«El territorio es al espacio lo que la conciencia de clase es a la clase:
algo que integramos como parte de nosotros mismos y que estamos listos para defender».
Roger Brunet
Escrutar el término soberanía, en pleno siglo xxi, con una modernidad consumada sin apelación, parece un reto restringido al campo de la retórica. El sistema-mundo desplegado por Immanuel Wallerstein, una globalización fragmentada que impulsa bloques en desigual grado de desarrollo, queda muy lejos de la imagen impostada de la aldea global. Con un capitalismo en crisis permanente, que remodela los paisajes por medio de procesos de desposesión y desecha a las poblaciones abandonándolas sin ninguna capacidad de agenciamiento, parece que las viejas aspiraciones de emancipación andan moribundas como las propias representaciones culturales de esta época póstuma, como la define la filósofa Marina Garcés: zombis, catástrofes, distopías…

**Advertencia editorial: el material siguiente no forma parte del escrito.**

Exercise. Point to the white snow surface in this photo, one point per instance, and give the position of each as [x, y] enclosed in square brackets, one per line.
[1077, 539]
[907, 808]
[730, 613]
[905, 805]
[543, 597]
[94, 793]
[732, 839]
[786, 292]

Y es precisamente en ese después acontecido (póstumo: lo que hay después de la muerte) tras la caída de las certezas que alumbraban el firmamento de esta civilización decadente —progreso, razón, mercado...— y también de sus réplicas, siempre inmanentes, cuando se revela más urgente que nunca indagar en otras lógicas, otros paradigmas, otras cosmovisiones, que nos iluminen en el interregno que se abre ante nuestros pies. De un tiempo que marcha a paso firme solo mirando hacia delante a otro que, como el ángel de Walter Benjamin, gira la cabeza hacia atrás: pero en esta ocasión para hurgar en el pasado en busca de utillaje de supervivencia con el que afrontar el futuro; de un espacio arrasado y reducido a la dimensión plana de la economía, a lugares que habitar desde diferentes realidades culturales.
Así, se puede formular lo castellano como un contenido que no cabe en las categorías que arman la actual dominación, que mantiene una fuga de la jaula que conforman: el sentido comunal, comunero, que liga muchas de sus formas de expresión (relaciones sociales, saberes, prácticas, medios de producción…). En un contexto de metrópolis difusa, que se sucede sin discontinuidad de la colonia, descolonizar Castilla significa, más que recuperar esencias que exhibir en las estanterías del multiculturalismo integrado, crear un marco de interpretación propio donde sea esta manera de ser comunidad la que cobre vida. Un territorio, al abrigo de las inclemencias que se ciernen sobre precarias existencias, en el que planear un éxodo.
Si el territorio es el espacio que toma conciencia de sí mimo, defenderlo es dejar que emerja su historia, sus instituciones, sus tradiciones…, pero no de manera fetichista, sino todo lo contrario, con la misma crítica que nos ayuda a desvelar lo falso de esta realidad. Hay otra concepción de soberanía, que incumbe también a la alimentaria, en este giro: aquella que da cuenta de la inversión de un mundo en el que es la mercancía quien nos gobierna; en el que es el intercambio el que sustituye el diálogo entre las personas por la aritmética de las cosas. Dotar a la soberanía de un carácter comunitario pasa por articular las luchas que van desde abajo, contra y más allá de ese money makes the world go round. En último término, algo de lo que no debería haber traducción al castellano.